It is extremely interesting to me that I now live in a society where we have no language to describe events in the real world. More interestingly, we live in a society where an increasing number of individuals make little or no effort to understand real world events that will impact their lives.
Let me illustrate this concept with a specific example. The U.S. Congress passed legislation titled: The Dodd-Frank Wall Street Reform and Consumer Protection Act. This act became part of the federal law of the U.S. when President Barak Obama signed it into law on July 21, 2010. Unfortunately 100% of the members of the U.S. Congress who voted for and against this law DID NOT READ IT NOR DID THEY UNDERSTAND THE LEGISLATION. Today high level members of the federal government argue over exactly what this legislation means.
I made an attempt to read and understand the Dodd-Frank Law. I obtained a computer disk that contained the law word for word. I estimate that if I had read for seven hours each day, I could have read the entire law in about three weeks. I admit that I did not read the entire law. What I did read was incomprehensible gobbledygook open to many different interpretations.
Today, it has become common practice for Congress to pass legislation that is either incomprehensible or much too long. The IRS code for 2011, is extremely clear, but it is 72,000 pages in length!

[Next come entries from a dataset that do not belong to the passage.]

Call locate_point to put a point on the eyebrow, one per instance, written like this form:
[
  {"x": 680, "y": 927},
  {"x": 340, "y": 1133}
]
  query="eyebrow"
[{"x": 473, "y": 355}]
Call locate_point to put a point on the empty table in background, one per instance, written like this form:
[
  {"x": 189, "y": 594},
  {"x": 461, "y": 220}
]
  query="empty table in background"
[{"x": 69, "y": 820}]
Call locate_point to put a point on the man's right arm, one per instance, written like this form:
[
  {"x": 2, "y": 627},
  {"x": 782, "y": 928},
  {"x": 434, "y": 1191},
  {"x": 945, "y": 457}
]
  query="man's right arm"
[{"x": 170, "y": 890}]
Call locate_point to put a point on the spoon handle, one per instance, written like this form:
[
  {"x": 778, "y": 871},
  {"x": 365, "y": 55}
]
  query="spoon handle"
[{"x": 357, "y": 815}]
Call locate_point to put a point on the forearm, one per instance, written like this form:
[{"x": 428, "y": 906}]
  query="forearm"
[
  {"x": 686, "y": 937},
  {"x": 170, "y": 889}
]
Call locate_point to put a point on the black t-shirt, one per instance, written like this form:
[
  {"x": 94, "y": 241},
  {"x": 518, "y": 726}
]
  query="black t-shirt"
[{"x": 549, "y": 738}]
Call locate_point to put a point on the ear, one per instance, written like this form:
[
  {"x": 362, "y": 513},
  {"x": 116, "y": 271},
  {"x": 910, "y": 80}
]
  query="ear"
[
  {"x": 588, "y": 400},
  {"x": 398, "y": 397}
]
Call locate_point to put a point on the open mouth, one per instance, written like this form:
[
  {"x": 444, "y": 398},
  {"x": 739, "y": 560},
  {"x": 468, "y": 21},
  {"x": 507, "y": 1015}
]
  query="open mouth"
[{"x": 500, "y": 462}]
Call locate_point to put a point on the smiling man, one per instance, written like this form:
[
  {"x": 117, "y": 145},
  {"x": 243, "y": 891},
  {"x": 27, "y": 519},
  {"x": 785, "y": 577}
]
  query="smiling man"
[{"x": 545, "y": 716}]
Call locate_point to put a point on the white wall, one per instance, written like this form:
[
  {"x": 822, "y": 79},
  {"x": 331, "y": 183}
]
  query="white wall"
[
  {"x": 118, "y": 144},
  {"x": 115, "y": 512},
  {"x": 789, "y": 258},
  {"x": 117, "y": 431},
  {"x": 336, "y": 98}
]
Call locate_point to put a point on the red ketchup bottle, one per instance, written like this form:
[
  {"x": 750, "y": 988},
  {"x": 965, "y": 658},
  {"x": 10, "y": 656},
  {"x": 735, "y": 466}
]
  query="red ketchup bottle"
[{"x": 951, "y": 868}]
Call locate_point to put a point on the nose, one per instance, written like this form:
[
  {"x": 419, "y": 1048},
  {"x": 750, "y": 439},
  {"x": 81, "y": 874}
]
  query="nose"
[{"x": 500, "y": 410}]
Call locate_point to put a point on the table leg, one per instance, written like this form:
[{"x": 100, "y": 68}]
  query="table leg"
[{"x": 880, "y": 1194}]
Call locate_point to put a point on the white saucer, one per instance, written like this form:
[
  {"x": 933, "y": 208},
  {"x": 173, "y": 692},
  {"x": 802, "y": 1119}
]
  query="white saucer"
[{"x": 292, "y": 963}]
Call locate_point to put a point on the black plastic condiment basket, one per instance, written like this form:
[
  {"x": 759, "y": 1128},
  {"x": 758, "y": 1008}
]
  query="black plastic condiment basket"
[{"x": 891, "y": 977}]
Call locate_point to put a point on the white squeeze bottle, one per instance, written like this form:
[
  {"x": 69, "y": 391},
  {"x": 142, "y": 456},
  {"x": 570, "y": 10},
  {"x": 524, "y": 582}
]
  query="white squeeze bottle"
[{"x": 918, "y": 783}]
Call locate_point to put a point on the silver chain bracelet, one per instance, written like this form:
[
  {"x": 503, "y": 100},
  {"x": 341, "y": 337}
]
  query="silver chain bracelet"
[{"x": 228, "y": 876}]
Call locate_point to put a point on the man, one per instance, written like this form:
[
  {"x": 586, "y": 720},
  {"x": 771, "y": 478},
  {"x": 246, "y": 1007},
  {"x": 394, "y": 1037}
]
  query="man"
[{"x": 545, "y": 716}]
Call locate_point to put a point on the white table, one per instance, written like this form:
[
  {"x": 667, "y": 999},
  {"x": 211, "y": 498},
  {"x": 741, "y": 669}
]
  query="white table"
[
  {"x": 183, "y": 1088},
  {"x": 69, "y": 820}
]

Kafka could not make something up like this. It gets even worse on the international level. Greece continues to spend money that it does not have. Presently the European Union members are wondering what to do about Greece. If there is a bailout it is expected to cost about 120 BILLION EUROS which is equal to about 107 BILLION POUNDS STERLING. The question about what to do is under discussion. Just as the U.S. Congress has no idea what it is doing, the EU is in the same type of situation.
Sanityandsense.com offers a sane and sensible analysis of the Greek Debt Crisis.
1) IF THE EU BAILS OUT GREECE the European markets will have modest positive improvements in the SHORT TERM. However, this action will encourage other EU members to ask for bailouts in the future and the LONG TERM CONSEQUENCES will most probably lead to a world depression.
2) IF THE EU DOES NOT BAIL OUT GREECE the European markets will suffer mildly negative consequences in the SHORT TERM, but the LONG TERM economic stability of Europe will greatly improve.
I find it interesting that the media ONLY presents one side of the economic analysis.